Summer Is The Goddamn Worst

May has started, which means that we're quickly running out of May and I don't want May to end because that means summer is here and OH FUCK GOD PLEASE NOT AGAIN.

You childless people don't understand summer. You think summer is so awesome because you get to wear skimpy clothing and rent out timeshares in some beach town and throw parties where you hollow out an ice luge and all your buddies take turns CRUSHING Firewater shots. Well, fuck you. Enjoy summer while you can, before it turns on you and digs its heel into your ASS.

My kid's school ends in the second week of June, and after that I'm DEAD. I am no longer living. Just rip my spine out and use it for suspension bridge cable, because having a child out of school is like having your home invaded by 17 bats. WHERE ARE THEY?! WHAT ARE THEY DOING?! THEY GOT INTO THE SUGAR JAR NOOOOOOO!

If you have young kids, there's no recourse for you. Shockingly, there are NO summer day camps that last from the last day of school to the first, and there should be. Day camps go on a week-by-week schedule and they cost a FORTUNE. You'll pay $500 a week for astronaut camp and your kid will be there from 9-10:30 three days a week watching old film-strip summaries of Disney's The Black Hole. It's worthless. And you can't send your kids to overnight camp because they aren't ready for it yet. My folks once sent my sister to overnight camp for eight weeks when she was, like, 7. To this day, she still reams them out over it. But I totally understand their methodology.

You can try and take your kids to the pool, but every public pool is overcrowded and populated with fat people who buy all the chocolate éclairs from the ice cream guy before you have a chance to. Or you can join a country club for $80,000 a summer, which everyone can totally afford. Even local pool clubs charge hundreds or thousands of dollars for membership and have endless waiting lines.

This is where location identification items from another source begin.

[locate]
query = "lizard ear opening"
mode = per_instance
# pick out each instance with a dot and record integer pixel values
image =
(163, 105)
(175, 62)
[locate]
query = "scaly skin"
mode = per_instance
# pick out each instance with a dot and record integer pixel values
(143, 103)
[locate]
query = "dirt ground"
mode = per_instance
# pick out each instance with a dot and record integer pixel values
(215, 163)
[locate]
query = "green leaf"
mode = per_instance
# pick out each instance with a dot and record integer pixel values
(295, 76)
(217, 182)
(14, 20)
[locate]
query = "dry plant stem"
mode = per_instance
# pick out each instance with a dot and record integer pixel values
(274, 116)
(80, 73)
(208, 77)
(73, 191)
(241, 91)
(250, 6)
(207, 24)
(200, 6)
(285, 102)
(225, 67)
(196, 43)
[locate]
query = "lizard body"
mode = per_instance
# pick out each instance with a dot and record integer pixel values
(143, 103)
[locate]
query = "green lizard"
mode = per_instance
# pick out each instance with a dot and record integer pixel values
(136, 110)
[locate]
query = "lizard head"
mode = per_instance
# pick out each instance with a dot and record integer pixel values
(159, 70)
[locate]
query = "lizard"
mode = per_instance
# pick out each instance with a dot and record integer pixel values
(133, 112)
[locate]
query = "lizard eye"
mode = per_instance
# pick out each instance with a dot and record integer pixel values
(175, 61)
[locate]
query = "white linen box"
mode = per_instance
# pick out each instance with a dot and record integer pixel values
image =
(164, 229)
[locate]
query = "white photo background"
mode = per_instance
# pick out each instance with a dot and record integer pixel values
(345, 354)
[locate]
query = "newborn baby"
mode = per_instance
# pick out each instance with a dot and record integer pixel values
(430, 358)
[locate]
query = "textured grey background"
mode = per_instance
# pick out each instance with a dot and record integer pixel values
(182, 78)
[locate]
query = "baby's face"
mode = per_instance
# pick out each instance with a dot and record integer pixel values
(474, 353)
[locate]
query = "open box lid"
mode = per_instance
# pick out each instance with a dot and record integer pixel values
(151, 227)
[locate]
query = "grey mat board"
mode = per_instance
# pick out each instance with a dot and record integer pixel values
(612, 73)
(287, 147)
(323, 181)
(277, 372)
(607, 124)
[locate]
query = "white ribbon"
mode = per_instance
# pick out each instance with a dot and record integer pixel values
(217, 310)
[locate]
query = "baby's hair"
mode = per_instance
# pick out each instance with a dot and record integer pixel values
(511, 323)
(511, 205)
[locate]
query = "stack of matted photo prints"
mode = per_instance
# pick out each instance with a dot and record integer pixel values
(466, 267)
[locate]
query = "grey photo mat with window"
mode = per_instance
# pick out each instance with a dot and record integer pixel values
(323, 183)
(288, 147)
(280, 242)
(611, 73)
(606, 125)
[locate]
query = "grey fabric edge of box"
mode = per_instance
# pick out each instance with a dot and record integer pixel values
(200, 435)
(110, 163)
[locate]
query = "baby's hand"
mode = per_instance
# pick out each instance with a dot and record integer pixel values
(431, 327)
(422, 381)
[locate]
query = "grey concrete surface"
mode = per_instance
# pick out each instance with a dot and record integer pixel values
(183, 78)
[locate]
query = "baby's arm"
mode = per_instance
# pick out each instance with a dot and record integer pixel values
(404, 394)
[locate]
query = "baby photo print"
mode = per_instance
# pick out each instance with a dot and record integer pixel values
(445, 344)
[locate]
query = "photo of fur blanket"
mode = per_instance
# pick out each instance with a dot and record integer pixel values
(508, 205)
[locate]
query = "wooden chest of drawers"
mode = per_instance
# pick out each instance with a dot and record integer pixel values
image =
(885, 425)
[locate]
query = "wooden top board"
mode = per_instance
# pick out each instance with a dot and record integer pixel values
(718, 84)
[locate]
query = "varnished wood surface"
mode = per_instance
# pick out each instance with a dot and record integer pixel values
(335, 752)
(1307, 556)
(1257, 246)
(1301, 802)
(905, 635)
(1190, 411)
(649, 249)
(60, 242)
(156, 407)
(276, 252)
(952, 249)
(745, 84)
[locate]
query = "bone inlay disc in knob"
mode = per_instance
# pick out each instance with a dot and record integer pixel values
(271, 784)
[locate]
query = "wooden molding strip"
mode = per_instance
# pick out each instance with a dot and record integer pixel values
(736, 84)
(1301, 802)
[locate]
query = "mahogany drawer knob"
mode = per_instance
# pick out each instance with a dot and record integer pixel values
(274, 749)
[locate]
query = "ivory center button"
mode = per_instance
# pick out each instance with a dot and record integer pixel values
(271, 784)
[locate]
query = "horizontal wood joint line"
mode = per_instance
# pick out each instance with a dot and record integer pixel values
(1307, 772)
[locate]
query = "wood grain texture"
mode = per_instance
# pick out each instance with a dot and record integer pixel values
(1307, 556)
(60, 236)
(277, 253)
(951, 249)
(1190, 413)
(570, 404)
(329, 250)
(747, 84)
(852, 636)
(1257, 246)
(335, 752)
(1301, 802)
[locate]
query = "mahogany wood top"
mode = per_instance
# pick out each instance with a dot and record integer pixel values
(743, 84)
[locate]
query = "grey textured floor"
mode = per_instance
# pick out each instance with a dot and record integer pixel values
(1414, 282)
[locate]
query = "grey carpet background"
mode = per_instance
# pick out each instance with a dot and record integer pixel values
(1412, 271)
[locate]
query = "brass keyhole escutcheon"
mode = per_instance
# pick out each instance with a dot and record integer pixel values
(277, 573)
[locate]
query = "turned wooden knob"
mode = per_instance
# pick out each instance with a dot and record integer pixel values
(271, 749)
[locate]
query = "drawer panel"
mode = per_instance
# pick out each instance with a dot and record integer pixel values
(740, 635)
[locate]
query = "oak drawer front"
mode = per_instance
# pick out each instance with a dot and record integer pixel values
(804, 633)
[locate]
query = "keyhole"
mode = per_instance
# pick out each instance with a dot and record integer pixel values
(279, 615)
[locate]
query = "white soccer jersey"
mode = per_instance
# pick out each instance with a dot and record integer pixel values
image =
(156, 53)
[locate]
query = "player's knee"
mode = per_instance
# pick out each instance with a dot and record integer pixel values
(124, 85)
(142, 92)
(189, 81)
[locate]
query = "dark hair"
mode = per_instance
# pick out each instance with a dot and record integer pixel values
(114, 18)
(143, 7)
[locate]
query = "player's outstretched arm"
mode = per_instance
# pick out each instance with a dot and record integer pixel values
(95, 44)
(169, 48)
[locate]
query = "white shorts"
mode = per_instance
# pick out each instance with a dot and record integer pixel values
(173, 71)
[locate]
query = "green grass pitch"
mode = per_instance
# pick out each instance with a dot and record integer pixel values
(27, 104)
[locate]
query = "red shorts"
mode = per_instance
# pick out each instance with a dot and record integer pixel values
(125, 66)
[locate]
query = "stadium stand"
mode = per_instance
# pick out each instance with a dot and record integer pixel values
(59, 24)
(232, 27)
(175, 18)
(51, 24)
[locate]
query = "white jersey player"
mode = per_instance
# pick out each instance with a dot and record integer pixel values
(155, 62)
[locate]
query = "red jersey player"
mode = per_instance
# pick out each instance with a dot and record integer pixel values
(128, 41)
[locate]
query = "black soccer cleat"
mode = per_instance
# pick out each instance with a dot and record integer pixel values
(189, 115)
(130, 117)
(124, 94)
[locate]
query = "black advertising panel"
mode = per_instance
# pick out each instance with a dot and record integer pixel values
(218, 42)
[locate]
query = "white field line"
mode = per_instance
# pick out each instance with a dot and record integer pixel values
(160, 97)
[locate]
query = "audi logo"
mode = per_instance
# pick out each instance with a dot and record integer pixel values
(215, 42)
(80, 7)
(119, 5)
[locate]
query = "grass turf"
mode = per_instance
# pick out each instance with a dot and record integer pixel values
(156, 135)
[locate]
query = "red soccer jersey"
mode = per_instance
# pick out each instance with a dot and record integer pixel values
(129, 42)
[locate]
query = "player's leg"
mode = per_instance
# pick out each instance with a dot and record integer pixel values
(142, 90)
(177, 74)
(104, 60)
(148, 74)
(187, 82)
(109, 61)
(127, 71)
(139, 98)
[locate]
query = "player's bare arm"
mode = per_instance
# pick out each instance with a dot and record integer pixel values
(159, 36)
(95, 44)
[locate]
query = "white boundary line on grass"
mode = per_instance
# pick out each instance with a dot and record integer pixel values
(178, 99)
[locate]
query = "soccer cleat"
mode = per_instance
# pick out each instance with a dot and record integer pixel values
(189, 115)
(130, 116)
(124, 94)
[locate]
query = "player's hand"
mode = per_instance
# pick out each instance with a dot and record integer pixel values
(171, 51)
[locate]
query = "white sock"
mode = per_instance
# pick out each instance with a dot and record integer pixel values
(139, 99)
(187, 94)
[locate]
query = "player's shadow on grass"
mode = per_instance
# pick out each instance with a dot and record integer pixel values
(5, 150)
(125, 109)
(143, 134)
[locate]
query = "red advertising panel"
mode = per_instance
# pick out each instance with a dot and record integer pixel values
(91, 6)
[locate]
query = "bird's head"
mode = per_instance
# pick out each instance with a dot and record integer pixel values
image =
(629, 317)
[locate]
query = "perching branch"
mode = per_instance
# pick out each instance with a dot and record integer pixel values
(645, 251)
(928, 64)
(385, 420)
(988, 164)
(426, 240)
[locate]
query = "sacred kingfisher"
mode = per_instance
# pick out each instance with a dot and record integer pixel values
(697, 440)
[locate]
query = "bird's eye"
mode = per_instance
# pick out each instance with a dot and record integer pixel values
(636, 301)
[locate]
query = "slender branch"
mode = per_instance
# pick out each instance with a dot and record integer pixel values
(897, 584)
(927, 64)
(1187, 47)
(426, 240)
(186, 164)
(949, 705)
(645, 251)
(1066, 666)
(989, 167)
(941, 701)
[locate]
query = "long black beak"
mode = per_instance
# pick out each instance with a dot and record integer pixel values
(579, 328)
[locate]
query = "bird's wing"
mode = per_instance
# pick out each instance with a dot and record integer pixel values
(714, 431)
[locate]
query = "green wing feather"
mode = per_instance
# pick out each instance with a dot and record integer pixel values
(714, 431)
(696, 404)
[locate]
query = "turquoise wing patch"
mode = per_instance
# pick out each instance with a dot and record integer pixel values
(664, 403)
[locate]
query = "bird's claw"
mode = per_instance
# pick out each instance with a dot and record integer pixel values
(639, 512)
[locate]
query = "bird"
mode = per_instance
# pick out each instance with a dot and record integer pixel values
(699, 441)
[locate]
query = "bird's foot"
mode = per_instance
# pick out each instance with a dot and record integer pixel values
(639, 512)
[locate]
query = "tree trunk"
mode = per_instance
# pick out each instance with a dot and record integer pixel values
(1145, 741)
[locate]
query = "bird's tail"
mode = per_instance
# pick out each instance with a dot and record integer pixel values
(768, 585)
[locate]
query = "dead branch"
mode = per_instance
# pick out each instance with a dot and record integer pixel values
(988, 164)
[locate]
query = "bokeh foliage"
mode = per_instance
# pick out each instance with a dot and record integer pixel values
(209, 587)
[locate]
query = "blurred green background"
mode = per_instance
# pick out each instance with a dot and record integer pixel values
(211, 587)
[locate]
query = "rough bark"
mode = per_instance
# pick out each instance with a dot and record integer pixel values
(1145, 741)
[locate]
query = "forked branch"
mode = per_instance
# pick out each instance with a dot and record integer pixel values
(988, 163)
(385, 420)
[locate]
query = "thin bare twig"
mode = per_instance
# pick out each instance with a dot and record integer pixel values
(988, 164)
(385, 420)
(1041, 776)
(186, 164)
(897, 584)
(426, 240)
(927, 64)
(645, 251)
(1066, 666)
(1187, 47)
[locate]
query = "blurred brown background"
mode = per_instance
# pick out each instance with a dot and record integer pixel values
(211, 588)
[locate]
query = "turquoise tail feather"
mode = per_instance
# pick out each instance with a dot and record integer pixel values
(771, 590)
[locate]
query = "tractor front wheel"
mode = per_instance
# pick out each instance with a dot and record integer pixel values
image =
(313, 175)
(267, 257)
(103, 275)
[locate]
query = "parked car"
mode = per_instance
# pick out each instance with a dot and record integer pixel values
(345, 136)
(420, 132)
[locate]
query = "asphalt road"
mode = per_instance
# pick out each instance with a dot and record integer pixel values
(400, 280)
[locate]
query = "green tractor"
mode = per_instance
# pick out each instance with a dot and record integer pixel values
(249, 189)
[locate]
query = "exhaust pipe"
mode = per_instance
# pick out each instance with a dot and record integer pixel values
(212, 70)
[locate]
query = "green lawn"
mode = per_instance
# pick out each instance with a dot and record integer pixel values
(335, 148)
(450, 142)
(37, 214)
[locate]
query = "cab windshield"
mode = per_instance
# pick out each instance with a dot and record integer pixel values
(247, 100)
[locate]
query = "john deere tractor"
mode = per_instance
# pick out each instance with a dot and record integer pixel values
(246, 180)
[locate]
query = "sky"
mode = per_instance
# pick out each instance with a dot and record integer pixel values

And if you join a pool, it doesn't improve things because you have to spend every second at the pool making sure your kids don't drown or that they don't get splashed in the face by some punk teenager doing can openers in the shallow end. THAT IS NOT A SAFE JUMPING AREA, YOU TWAT.

And you can't go to any movies because all the good movies are PG-13, and your kids are too delicate to be subjected to them. My mom saw Avengers before I did. For real. She sent me an email this morning calling it, "Excitement personified." Because my mom is apparently Larry King. Goddammit I wanna see that shit.

School should be year-round. It should begin at 8 in the morning, go till 6 at night, and there should NEVER be any days off. Not weekends. Not holidays. Not for some bullshit teacher conference that I know is just an orgy at a local Days Inn. And definitely not for the hottest three months of the year, when everyone is sweating and crowding each other and being horrible. School should always be there to pick up my kids, whisk them away, and dump them back off. FOR FREE. None of this, "Hey, let's take three months off so parents can have quality time with their kids!" nonsense. That's crap. If I wanted to spend three months with a child, I would get a Jersey Shore share with Daulerio. Summer must be destroyed forever.